Freitag, 05 Dezember 2008 00:00

Gutachten zum Wert des bürgerschaftlichen Engagements in Bayern

geschrieben von  Martina Mobley

"Bürgerschaftliches Engagement bedeutet Teilhabe und aktive Mitgestaltung des Lebens in den Kommunen. Es stärkt und bereichert das soziale Klima in unserer Gesellschaft. Nicht zuletzt ist ehrenamtliches, freiwilliges Engagement der beste Nährboden für gute Lebensqualität und das subjektive Wohlbefinden. Neben diesen sozialen Wirkungen ist auch der ökonomische Nutzen konkret bezifferbar: Jeder einzelne in Bürgerschaftliches Engagement investierte Euro stiftet einen Nutzen von etwa sieben Euro." Mit diesen Worten erläuterte die damalige bayerische Sozialministerin Christa Stewens zentrale Ergebnisse des Gutachtens zum Wert des Bürgerschaftlichen Engagements bei dessen Vorstellung im Juni 2008.
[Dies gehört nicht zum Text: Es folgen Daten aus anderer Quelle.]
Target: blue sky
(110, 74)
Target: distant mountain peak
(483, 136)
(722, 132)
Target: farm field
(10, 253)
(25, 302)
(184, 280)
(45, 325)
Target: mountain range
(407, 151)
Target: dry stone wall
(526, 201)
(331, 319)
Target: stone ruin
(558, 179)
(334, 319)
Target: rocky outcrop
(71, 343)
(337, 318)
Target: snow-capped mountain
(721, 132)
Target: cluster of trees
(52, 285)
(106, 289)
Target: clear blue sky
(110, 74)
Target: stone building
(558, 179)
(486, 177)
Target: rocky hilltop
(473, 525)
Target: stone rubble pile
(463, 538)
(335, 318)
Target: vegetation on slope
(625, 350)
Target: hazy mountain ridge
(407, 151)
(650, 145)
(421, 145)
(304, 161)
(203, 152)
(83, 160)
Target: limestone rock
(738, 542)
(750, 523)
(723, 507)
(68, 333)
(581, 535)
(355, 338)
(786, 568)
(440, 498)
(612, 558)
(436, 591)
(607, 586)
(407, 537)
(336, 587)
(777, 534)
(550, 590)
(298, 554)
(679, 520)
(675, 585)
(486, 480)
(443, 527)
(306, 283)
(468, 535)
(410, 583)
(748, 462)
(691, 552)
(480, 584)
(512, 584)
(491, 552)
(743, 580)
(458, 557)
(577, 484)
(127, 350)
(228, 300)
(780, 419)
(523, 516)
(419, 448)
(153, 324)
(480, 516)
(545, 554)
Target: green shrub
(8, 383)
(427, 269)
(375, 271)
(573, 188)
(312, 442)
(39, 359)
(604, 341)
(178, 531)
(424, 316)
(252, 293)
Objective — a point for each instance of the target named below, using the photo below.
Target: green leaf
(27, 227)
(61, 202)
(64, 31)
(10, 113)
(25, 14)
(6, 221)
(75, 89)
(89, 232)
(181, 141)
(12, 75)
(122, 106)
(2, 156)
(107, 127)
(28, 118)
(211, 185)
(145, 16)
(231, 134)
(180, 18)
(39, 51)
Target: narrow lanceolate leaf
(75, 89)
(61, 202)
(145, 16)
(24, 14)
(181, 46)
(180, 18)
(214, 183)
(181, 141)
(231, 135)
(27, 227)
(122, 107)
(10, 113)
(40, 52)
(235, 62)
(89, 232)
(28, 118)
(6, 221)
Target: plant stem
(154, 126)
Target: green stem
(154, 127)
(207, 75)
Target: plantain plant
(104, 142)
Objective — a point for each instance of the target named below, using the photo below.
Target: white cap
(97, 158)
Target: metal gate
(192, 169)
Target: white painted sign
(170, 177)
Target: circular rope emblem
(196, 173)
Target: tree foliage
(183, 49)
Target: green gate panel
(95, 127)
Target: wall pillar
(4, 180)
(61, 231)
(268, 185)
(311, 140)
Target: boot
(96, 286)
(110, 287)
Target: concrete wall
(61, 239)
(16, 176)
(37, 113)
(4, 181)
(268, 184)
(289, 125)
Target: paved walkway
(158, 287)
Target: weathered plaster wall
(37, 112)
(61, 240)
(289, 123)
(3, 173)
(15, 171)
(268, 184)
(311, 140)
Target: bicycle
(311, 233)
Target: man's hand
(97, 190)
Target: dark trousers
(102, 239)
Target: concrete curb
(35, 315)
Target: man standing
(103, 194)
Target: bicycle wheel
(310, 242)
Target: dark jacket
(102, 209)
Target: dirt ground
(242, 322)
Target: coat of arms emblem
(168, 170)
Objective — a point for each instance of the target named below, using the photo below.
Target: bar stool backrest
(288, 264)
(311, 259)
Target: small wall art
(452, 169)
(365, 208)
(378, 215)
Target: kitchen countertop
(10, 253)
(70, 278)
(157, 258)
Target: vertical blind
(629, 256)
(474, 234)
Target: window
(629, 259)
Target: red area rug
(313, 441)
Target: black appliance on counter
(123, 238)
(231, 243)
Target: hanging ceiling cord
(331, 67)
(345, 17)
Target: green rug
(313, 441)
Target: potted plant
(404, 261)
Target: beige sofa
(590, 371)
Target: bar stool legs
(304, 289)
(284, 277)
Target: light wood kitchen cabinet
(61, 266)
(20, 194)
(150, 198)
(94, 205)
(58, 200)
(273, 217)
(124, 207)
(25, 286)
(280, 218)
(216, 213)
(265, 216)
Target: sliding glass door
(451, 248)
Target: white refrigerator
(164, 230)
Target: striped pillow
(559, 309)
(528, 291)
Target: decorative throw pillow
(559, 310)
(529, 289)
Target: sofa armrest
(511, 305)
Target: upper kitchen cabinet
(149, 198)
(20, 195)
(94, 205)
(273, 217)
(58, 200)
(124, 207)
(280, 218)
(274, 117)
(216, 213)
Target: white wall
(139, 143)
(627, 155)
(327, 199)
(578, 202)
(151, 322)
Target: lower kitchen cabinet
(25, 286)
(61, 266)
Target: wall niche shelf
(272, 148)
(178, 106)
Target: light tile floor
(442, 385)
Beispielhaft für zwei Kommunen, den Landkreis Cham und die kreisfreie Stadt Würzburg, haben Prof. Dr. Gerhard Kral und Prof. Dr. Egon Endres mit ihren Mitarbeitern ein Wertgutachten für das bürgerschaftliche Engagement in Bayern erstellt. Den Auftrag hierfür erhielten die beiden Wissenschaftler der katholischen Stiftungsfachhochschule München Abteilung Benediktbeuern vom Bayerischen Sozialministerium.
Ein Ergebnis der Studie, wie von Christa Stewens in ihrer eingangs zitierten Äußerung angesprochen, ist, dass Investitionen im Bereich des bürgerschaftlichen Engagements einen siebenfachen Nutzwert erbringen.
Doch auch die Motivation der Bürger sich zu engagieren wurde näher beleuchtet.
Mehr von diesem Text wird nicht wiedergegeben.